Subject: Re: [htdig] excluding file trees from indexing process
From: Torsten Neuer (email@example.com)
Date: Wed Dec 01 1999 - 07:54:59 PST
Jens Moellenhoff wrote:
> firstname.lastname@example.org schrieb:
> > As you said, you have no access to the web server itself, but maybe to
> > the documents served? In this case you could place your own default
> > document in the directory which should then produce the directory lis-
> > tings.
> But I fear that if I place such a default index.htm in these
> directories, the subfolders of these directories won't be indexed,
> because they don't appear as links on this index.htm file.
As long as you don't place a link to the directory in that document..
> They should not appear in that file by any means, because I don't want
> the user to have an overview of the subdirectories, but I want these
> subdirectories to be indexed.
So what's the difference?

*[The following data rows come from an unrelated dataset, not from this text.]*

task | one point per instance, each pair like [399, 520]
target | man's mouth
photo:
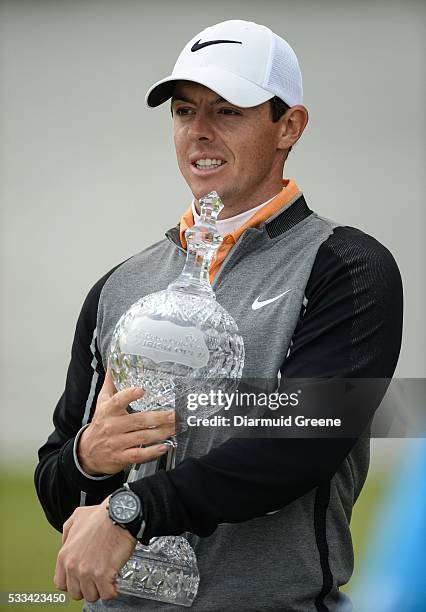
[207, 165]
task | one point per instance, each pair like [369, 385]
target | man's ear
[292, 124]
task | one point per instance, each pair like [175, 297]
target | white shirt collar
[227, 226]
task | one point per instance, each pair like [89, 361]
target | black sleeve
[59, 482]
[350, 326]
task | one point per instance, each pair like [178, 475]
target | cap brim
[231, 87]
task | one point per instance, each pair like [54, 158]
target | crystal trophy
[171, 343]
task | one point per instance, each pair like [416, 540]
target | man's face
[219, 146]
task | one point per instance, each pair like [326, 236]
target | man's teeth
[208, 163]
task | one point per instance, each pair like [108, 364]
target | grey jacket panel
[271, 562]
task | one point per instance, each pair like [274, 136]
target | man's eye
[183, 111]
[229, 111]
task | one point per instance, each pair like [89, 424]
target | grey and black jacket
[341, 319]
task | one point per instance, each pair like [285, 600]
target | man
[269, 518]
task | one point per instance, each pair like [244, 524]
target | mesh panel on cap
[285, 79]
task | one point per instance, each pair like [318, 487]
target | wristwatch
[125, 510]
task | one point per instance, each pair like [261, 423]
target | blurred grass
[29, 545]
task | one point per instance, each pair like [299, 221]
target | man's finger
[106, 587]
[118, 403]
[73, 586]
[59, 578]
[66, 529]
[143, 455]
[151, 418]
[108, 388]
[88, 589]
[146, 437]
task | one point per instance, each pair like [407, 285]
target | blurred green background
[29, 544]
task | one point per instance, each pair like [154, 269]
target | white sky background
[88, 175]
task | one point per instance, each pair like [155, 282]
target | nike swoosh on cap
[199, 45]
[258, 304]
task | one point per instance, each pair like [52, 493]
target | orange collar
[288, 193]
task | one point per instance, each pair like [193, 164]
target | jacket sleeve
[350, 326]
[60, 483]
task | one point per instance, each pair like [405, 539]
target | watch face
[124, 507]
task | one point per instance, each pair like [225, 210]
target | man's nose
[201, 128]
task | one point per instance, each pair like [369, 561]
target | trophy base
[165, 571]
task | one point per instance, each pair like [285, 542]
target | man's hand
[93, 550]
[113, 438]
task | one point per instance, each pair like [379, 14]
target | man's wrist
[134, 525]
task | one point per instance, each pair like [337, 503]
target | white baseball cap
[244, 62]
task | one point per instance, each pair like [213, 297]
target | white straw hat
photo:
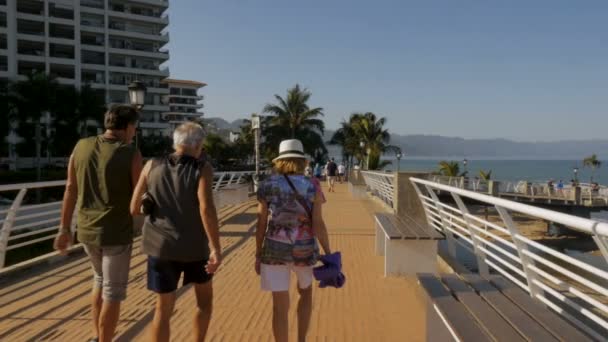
[290, 149]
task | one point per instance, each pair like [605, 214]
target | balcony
[61, 12]
[99, 4]
[61, 31]
[34, 28]
[30, 7]
[26, 47]
[91, 39]
[61, 51]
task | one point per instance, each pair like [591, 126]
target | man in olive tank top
[102, 173]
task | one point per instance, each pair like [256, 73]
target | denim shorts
[163, 274]
[111, 270]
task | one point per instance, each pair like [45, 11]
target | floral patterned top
[289, 234]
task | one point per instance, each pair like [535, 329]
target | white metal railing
[381, 184]
[576, 290]
[23, 225]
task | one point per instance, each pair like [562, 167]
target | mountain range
[419, 145]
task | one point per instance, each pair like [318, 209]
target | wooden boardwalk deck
[52, 303]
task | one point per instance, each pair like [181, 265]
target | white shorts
[276, 278]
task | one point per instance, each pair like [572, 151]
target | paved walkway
[52, 304]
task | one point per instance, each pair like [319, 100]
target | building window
[30, 27]
[61, 51]
[93, 57]
[61, 11]
[26, 47]
[30, 7]
[63, 71]
[25, 67]
[91, 39]
[61, 31]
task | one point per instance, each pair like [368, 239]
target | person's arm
[319, 224]
[260, 232]
[209, 216]
[70, 197]
[140, 189]
[136, 167]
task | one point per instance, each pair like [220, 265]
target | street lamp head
[137, 94]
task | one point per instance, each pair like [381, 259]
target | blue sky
[523, 70]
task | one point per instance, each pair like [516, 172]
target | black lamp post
[137, 94]
[399, 156]
[137, 97]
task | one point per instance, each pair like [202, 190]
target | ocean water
[512, 169]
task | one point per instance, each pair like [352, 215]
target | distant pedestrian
[332, 171]
[289, 207]
[102, 172]
[341, 172]
[181, 223]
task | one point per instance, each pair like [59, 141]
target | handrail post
[450, 237]
[475, 237]
[521, 247]
[7, 226]
[602, 243]
[219, 182]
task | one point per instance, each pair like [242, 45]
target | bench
[407, 246]
[471, 308]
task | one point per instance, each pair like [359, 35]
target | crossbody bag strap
[299, 197]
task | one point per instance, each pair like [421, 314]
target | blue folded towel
[330, 274]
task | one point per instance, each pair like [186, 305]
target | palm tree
[293, 118]
[593, 163]
[449, 168]
[370, 131]
[32, 98]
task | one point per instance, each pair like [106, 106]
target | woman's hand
[215, 260]
[258, 261]
[63, 240]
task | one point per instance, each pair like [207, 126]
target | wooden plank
[556, 325]
[406, 232]
[516, 317]
[459, 319]
[389, 229]
[424, 231]
[493, 324]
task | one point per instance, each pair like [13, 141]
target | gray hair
[188, 134]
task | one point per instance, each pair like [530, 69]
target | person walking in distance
[332, 170]
[102, 173]
[181, 222]
[289, 206]
[341, 172]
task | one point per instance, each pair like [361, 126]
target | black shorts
[163, 274]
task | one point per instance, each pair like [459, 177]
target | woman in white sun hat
[289, 224]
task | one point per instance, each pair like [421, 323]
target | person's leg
[275, 278]
[161, 324]
[202, 315]
[115, 264]
[94, 254]
[305, 276]
[194, 272]
[280, 310]
[304, 312]
[163, 276]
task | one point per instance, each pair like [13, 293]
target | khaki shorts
[110, 270]
[276, 278]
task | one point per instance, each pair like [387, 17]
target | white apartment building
[184, 101]
[104, 43]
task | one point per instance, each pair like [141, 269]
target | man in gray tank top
[180, 233]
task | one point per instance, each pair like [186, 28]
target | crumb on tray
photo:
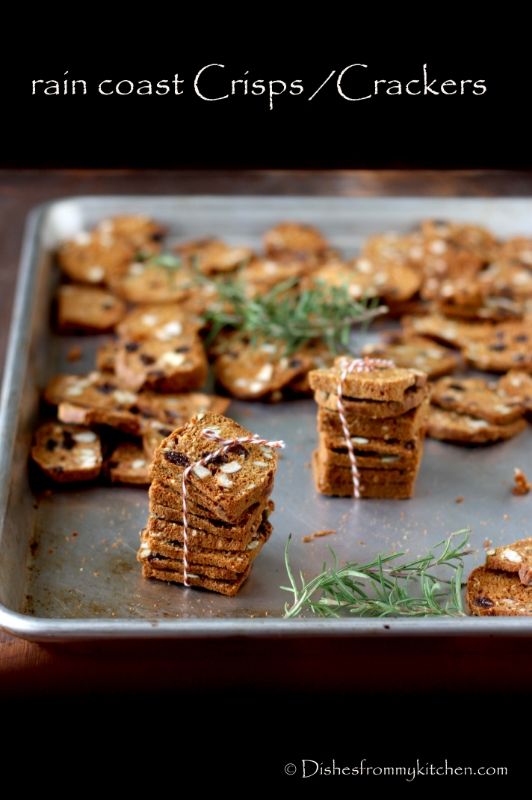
[521, 482]
[317, 535]
[75, 353]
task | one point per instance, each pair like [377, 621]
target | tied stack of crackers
[227, 490]
[385, 409]
[503, 586]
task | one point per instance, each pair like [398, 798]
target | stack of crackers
[385, 411]
[503, 586]
[227, 490]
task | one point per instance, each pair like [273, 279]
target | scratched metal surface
[67, 560]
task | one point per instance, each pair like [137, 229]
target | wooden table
[393, 664]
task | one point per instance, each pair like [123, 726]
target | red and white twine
[225, 445]
[355, 365]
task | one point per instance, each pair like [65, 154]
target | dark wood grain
[394, 664]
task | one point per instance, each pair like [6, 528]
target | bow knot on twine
[347, 367]
[225, 445]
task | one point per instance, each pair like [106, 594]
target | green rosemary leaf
[323, 313]
[385, 586]
[166, 260]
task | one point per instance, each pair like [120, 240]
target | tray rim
[45, 629]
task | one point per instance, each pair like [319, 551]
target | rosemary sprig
[325, 313]
[386, 586]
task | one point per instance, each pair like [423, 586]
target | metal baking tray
[67, 561]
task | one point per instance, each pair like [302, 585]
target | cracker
[417, 352]
[450, 426]
[493, 593]
[383, 383]
[477, 398]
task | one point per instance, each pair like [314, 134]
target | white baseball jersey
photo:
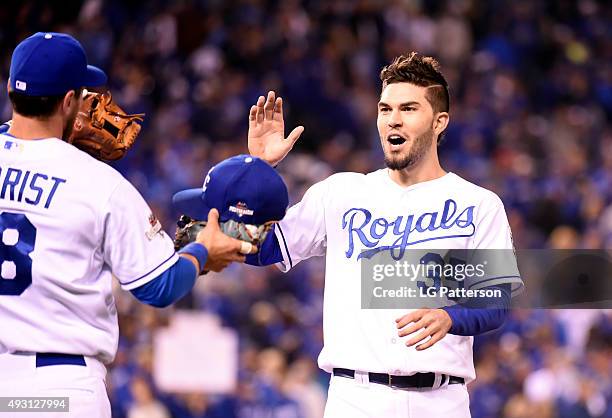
[67, 222]
[348, 213]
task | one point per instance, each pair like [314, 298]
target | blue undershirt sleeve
[169, 286]
[269, 252]
[476, 318]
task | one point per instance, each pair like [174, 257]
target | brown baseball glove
[102, 129]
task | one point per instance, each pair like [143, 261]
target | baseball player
[67, 223]
[391, 363]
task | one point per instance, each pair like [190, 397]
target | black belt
[52, 359]
[416, 381]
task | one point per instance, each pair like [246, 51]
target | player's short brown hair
[420, 71]
[40, 107]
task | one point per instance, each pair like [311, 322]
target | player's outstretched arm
[222, 249]
[266, 137]
[212, 250]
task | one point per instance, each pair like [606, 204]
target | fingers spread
[295, 134]
[410, 317]
[434, 339]
[213, 219]
[269, 105]
[278, 108]
[415, 326]
[418, 338]
[260, 109]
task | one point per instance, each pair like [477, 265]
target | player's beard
[415, 154]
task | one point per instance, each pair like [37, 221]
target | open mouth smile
[396, 140]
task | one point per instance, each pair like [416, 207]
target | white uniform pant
[83, 385]
[361, 399]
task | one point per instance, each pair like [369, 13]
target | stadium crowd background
[531, 89]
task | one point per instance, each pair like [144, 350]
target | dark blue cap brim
[95, 77]
[189, 202]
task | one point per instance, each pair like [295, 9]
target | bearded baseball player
[391, 363]
[68, 222]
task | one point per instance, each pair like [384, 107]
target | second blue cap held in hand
[243, 188]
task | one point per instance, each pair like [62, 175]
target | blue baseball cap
[243, 188]
[51, 64]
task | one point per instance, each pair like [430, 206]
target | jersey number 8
[17, 238]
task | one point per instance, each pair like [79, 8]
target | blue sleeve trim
[169, 286]
[485, 315]
[198, 251]
[285, 244]
[269, 252]
[149, 272]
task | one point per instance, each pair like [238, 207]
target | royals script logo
[409, 229]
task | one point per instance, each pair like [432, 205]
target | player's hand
[267, 130]
[222, 250]
[434, 323]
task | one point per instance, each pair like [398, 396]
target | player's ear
[440, 122]
[69, 101]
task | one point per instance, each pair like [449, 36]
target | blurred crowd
[531, 105]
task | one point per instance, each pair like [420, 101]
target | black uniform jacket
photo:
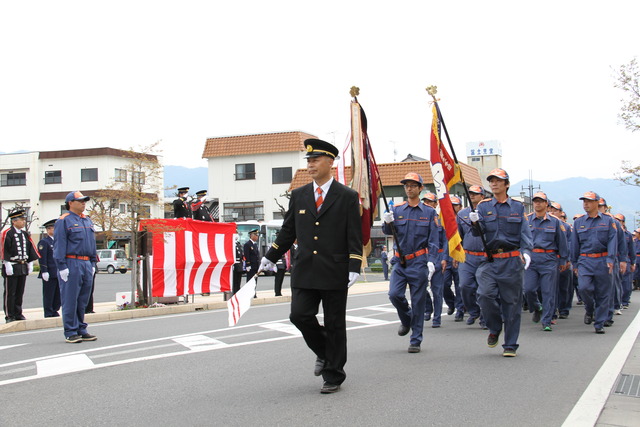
[329, 242]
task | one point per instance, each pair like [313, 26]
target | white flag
[240, 303]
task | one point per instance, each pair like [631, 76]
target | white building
[39, 181]
[249, 173]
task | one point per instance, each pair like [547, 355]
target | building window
[89, 174]
[281, 175]
[52, 177]
[234, 212]
[121, 175]
[245, 171]
[138, 178]
[13, 179]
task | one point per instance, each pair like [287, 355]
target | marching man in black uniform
[180, 206]
[198, 208]
[18, 254]
[325, 218]
[49, 273]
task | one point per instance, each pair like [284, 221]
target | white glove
[432, 269]
[8, 268]
[352, 278]
[267, 265]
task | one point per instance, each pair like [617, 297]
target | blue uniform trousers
[469, 284]
[75, 294]
[437, 291]
[51, 297]
[414, 275]
[627, 286]
[500, 296]
[594, 284]
[452, 297]
[542, 276]
[565, 291]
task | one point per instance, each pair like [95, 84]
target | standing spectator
[18, 254]
[384, 258]
[180, 205]
[75, 255]
[238, 266]
[324, 216]
[49, 273]
[500, 282]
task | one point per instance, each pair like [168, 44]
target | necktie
[319, 200]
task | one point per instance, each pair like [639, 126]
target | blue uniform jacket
[548, 233]
[594, 235]
[505, 225]
[73, 235]
[470, 241]
[416, 228]
[47, 263]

Right now, you have automatically generated
index documents which allow everyone to have an overview on the
> As I stated at the beginning of this thread, I want absolutely no search
> result showing a directory tree.
That's where the robots exclusion standard comes in and that's why you
need to customize this default document.
Of course, you can also have another tool, gathering the URLs (i.e.
documents) to be indexed from the directory structure and include
this URL list in the start_urls directive of your Ht://Dig conf.
But I'm not sure if this is really required, since any auto-index
document which has a <META NAME="robots" CONTENT="noindex,follow">
in its header should do just that automatically.
-- InWise - Wirtschaftlich-Wissenschaftlicher Internet Service GmbH Waldhofstraße 14 Tel: +49-4101-403605 D-25474 Ellerbek Fax: +49-4101-403606 E-Mail: email@example.com Internet: http://www.inwise.de
------------------------------------ To unsubscribe from the htdig mailing list, send a message to firstname.lastname@example.org You will receive a message to confirm this.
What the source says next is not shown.